Flask industry claims flasks are not just used for sneaky drinking - The Beaverton

Flask industry claims flasks are not just used for sneaky drinking

TORONTO – Despite scientific studies proving otherwise, the Canadian Flaskmakers Association (CFA) continues to assert that its product is a normal beverage container and not one used 100% of the time for sneaky drinking.

The CFA is in legal troubles after the provincial government attempted to ban flasks, claiming they were an instrument for circumventing public drinking laws and not, as the CFA claims, a “fun drink cup with a funky flasky shape!”

“Look at these nice people enjoying a flask of lemonade at a picnic,” said Flask Association lawyer Barry Motz during a recent hearing while pointing at a picture of smiling families raising flasks in a toast. “None of them are ashamed of what they are doing in the least!”
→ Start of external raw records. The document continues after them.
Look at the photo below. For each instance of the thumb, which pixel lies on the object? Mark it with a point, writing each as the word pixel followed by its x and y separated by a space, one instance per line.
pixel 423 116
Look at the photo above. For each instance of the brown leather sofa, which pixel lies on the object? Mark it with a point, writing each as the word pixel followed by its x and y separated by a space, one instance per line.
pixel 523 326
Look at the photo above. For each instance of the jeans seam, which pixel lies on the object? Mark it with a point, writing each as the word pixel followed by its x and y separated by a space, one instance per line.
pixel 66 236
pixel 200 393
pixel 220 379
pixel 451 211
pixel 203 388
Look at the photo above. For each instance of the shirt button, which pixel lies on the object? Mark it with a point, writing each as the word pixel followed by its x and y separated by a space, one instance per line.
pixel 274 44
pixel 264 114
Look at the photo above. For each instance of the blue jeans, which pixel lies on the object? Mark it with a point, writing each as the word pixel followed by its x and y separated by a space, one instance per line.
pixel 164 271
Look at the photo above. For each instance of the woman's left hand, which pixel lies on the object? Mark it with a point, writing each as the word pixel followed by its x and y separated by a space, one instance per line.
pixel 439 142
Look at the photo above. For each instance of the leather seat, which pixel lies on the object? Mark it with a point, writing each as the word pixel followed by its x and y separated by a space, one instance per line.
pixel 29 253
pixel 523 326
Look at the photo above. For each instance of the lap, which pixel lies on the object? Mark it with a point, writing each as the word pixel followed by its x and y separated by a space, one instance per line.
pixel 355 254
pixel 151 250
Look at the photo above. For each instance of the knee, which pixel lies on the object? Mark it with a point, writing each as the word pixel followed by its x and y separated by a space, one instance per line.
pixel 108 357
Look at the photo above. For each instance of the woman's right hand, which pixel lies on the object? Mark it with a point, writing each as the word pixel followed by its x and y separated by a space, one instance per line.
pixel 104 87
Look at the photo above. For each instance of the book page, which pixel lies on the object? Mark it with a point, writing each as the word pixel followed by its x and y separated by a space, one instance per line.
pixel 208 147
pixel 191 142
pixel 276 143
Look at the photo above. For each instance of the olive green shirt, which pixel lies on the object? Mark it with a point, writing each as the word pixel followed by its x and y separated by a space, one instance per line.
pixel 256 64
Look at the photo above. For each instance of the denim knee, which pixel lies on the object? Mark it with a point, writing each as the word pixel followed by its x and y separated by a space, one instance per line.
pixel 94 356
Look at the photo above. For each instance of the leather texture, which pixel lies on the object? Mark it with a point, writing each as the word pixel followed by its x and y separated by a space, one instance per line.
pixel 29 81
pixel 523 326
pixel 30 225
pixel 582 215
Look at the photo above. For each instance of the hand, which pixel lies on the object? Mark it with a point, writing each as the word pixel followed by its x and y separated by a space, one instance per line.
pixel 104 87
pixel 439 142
Motz then tearfully showed the court his flask, that his grandfather had engraved with the words, “To my grandson Barry,” and then written in sharpie, “for openly drinking water”.

The CFA website features many pictures of flasks being used in innocuous situations, including a man feeding his dog water from a flask, a tray of snugly stacked flasks containing grape juice being presented to children at school, and a baby giggling while sipping from its flask of milk.

The prosecutor Sandra Feldmann countered the Association’s claims by pointing out that not only are flasks used almost exclusively for drinking alcohol, it is also almost always used “to do something super creepy, like drinking in the bathroom at a funeral, pouring whiskey on your cornflakes, or holding it up next to your face while winking at children”

Following the flask hearing, a similar suit was scheduled in which the pipe industry tried to claim that lots of non-university professors used their product for tobacco, and not marijuana.